Uma mulher piedosa, Mithka tinha vivido muitos ciclos do sol, tinha vários filhos e tinha uma boa vida. Uma vida pobre, mas boa. Ela era uma mulher decente. Não se metia na vida dos outros, tinha cuidado dos outros e nunca tinha feito mal a ninguém. Ela rezava para que Deus protegesse os seus filhos, a sua casa e os seus, apesar dos seus parcos pertences. Ela inclinou-se e colocou as palmas das mãos na neve, fechou os olhos curvando-se, tocando, seguidamente, com a cabeça no chão. Ela rezou a Deus para lhe mostrar-lhe um sinal.

Lentamente, levantou a cabeça. Ao fazê-lo, os seus olhos arregalaram-se e o seu coração bateu com o que viu diante de si.

"Murka!", sibilou.

O marido virou-se e olhou, também. Ambos ficaram ali ajoelhados, imobilizados, olhando com perplexidade.

Não podia ser possível. Ela pestanejou várias vezes. Porém, ainda lá estava. Diante deles, trazida pela corrente de água, estava uma cesta flutuante.

E nessa cesta estava um bebé.

Um rapaz.

O seu choro perfurava a noite, ainda mais alto do que a tempestade, mais alto do que os estrondos dos trovões e relâmpagos. Cada grito do seu choro perfurava o seu coração.

Ela saltou para o rio caminhando pelas gélidas águas que pareciam facas na sua pele, apanhou a cesta e, lutando contra a corrente, voltou para a margem. Olhou para baixo e viu que o bebé estava meticulosamente enrolado num cobertor e que estava milagrosamente seco.

Ela observou-o mais de perto e ficou perplexa ao ver um pingente de ouro à volta do seu pescoço, com duas cobras circundando uma lua e um punhal entre elas. Ela suspirou; era um pendente que ela reconheceu imediatamente.

Virou-se para o seu marido.

"Quem faria uma coisa dessas?", perguntou ela, horrorizada, segurando-o com força contra o seu peito.

Ele só conseguia abanar a cabeça, atónito.

"Temos de ficar com ele," ela decidiu.

O marido franziu a testa e abanou a cabeça.

"Como?", retrucou. "Não nos podemos dar ao luxo de alimentá-lo. Mal nos podemos dar ao luxo de nos alimentar.

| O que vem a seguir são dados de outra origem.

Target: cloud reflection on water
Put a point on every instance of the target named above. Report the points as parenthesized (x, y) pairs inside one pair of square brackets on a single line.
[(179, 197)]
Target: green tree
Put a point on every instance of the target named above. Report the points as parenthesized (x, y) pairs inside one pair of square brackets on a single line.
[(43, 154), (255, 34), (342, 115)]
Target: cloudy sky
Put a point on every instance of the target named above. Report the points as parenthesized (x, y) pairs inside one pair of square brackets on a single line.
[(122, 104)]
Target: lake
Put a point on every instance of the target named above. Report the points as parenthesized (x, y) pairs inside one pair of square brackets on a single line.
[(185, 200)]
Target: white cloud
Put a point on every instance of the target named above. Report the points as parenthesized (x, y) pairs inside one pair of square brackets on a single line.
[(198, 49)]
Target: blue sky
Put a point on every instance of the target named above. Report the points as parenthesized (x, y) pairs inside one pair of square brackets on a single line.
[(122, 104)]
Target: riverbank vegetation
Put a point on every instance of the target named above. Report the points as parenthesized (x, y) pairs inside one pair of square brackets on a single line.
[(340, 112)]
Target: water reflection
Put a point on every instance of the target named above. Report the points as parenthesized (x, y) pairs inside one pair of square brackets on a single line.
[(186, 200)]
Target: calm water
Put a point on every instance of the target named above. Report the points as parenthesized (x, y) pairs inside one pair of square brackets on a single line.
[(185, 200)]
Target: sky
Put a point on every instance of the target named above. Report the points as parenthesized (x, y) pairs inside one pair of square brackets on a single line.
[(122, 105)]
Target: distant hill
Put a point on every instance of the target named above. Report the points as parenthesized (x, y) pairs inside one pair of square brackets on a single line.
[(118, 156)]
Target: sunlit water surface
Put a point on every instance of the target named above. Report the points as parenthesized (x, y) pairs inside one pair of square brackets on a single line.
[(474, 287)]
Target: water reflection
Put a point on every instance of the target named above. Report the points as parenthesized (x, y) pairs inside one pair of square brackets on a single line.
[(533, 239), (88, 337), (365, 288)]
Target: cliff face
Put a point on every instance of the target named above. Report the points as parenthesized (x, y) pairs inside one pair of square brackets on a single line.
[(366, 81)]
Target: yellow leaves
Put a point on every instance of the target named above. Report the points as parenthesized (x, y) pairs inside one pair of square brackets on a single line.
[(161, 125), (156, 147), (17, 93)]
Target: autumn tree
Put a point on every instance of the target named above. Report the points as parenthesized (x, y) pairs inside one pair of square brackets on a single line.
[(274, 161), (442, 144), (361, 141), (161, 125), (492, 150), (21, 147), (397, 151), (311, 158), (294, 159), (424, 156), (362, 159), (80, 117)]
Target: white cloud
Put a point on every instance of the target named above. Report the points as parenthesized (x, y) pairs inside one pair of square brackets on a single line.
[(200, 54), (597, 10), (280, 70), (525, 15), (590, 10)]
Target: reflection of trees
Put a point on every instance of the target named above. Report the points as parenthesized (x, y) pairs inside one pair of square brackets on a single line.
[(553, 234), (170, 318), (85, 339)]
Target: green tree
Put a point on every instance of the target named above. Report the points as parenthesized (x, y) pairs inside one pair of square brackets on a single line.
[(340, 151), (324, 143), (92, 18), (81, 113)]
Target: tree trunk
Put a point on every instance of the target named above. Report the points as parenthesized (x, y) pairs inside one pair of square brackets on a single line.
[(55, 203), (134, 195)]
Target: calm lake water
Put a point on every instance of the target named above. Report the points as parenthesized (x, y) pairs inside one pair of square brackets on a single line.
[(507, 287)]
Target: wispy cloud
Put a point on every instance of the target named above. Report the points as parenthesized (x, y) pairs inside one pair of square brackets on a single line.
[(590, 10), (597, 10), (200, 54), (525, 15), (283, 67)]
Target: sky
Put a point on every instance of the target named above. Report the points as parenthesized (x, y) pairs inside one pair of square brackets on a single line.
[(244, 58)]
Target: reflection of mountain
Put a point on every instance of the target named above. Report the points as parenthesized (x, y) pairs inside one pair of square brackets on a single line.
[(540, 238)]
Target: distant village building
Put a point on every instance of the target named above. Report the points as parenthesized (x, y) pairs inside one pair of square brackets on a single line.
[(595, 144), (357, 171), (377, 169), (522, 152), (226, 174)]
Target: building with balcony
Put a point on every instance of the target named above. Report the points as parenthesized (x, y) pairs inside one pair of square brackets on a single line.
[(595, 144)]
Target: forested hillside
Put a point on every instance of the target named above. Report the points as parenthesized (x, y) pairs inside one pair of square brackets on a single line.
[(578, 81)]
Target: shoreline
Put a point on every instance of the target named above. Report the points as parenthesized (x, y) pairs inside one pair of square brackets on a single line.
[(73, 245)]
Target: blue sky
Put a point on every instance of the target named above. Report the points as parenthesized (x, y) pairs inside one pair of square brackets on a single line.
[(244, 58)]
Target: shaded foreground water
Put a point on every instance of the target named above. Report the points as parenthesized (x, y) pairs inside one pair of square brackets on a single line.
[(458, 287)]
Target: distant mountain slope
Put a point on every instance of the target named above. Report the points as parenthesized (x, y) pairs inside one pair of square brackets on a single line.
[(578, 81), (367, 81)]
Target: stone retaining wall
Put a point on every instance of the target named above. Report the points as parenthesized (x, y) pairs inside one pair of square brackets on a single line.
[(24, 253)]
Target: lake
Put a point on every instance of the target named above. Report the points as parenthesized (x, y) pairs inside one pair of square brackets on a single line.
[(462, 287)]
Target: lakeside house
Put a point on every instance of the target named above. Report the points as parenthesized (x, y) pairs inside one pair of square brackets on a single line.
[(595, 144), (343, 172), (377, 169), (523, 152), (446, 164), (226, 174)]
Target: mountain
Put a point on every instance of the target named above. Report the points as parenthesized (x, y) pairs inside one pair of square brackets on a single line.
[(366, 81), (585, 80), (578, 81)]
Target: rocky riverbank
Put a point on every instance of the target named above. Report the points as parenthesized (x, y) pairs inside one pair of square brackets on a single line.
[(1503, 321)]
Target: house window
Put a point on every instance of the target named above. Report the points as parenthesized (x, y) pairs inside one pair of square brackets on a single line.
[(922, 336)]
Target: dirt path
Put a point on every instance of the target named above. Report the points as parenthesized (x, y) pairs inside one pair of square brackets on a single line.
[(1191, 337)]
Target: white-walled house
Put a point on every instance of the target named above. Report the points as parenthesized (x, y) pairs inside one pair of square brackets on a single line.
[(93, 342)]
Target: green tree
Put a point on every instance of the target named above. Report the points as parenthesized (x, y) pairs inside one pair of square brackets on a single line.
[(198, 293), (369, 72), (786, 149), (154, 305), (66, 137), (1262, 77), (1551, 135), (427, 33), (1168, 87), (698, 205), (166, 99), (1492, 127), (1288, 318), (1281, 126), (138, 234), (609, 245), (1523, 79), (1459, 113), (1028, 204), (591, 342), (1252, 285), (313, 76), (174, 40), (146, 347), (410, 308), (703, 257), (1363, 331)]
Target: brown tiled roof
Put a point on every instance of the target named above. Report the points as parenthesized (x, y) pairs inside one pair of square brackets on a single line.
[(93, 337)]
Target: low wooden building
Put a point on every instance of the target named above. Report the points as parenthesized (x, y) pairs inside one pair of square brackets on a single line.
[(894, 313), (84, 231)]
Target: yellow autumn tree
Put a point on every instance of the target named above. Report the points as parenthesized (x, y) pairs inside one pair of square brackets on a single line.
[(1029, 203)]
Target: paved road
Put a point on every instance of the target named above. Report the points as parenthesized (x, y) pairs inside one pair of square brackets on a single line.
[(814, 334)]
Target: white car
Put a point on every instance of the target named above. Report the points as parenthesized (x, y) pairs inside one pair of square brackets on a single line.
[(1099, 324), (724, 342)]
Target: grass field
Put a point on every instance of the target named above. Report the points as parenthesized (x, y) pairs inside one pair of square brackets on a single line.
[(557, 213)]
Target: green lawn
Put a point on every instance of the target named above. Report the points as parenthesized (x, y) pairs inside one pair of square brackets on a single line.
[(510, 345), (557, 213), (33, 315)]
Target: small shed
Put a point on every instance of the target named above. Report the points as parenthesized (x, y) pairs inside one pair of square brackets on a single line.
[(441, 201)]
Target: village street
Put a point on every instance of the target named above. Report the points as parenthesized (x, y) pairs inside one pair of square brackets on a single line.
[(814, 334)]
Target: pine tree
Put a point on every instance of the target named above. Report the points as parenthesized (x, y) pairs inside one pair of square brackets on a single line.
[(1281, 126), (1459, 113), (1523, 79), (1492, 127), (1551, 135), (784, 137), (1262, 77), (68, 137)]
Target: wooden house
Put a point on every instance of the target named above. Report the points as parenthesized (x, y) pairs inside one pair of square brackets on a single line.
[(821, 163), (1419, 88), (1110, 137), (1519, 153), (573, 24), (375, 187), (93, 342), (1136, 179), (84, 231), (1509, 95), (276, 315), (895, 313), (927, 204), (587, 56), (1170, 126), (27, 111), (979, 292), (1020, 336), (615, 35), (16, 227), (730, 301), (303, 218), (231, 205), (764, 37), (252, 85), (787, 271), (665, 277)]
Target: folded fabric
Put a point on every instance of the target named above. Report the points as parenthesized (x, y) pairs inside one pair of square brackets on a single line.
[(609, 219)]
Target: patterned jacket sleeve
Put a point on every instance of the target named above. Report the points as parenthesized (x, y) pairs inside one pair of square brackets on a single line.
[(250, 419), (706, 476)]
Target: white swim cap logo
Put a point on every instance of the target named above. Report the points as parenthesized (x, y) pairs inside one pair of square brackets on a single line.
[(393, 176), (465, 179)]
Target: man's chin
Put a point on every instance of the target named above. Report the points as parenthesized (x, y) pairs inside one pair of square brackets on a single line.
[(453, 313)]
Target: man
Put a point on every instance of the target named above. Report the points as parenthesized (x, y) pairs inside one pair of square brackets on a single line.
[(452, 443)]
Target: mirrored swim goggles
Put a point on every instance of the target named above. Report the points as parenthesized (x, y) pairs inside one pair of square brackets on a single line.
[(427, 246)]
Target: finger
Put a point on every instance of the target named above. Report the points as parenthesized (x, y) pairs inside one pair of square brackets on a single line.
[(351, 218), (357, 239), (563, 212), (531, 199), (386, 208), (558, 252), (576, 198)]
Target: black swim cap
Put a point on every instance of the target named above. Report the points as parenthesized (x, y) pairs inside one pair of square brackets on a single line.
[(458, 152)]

Já temos três rapazes – para que é que precisamos de um quarto? O nosso tempo de criar crianças já acabou."

Mithka, pensando rapidamente, apanhou o espesso pingente de ouro e colocou-o na palma da mão do seu marido, sabendo, depois de todos aqueles anos, o que o iria impressionar. Ele sentiu o peso do ouro na mão, parecendo claramente impressionado.

"Aqui", ela retrucou, em repulsa. "Aqui está o teu ouro. Ouro suficiente para alimentar a nossa família até sermos velhos e morrermos", disse ela com firmeza. "Eu vou salvar este bebé – quer gostes quer não. Eu não vou deixá-lo morrer."

Ele continuava a fazer má cara, embora menos certo, quando se ouviu outro relâmpago. Ele observou o céu com medo.

"E achas que é uma coincidência?", perguntou. "Numa noite como esta, um bebé como este vir a este mundo? Tens alguma ideia de quem estás a segurar?"

Ele olhou para a criança com medo. E então levantou-se e afastou-se, virando as costas, por fim, indo-se embora, segurando o pingente, claramente desagradado.

Mas Mithka não cederia. Ela sorriu para o bebé e embalou-o contra o seu peito, aquecendo o seu rosto frio. Lentamente, o seu choro acalmou-se.

"Uma criança diferente de qualquer um de nós", ela respondeu a ninguém, segurando-o com força. "Uma criança que irá mudar o mundo. E uma a quem eu vou dar o nome: Royce."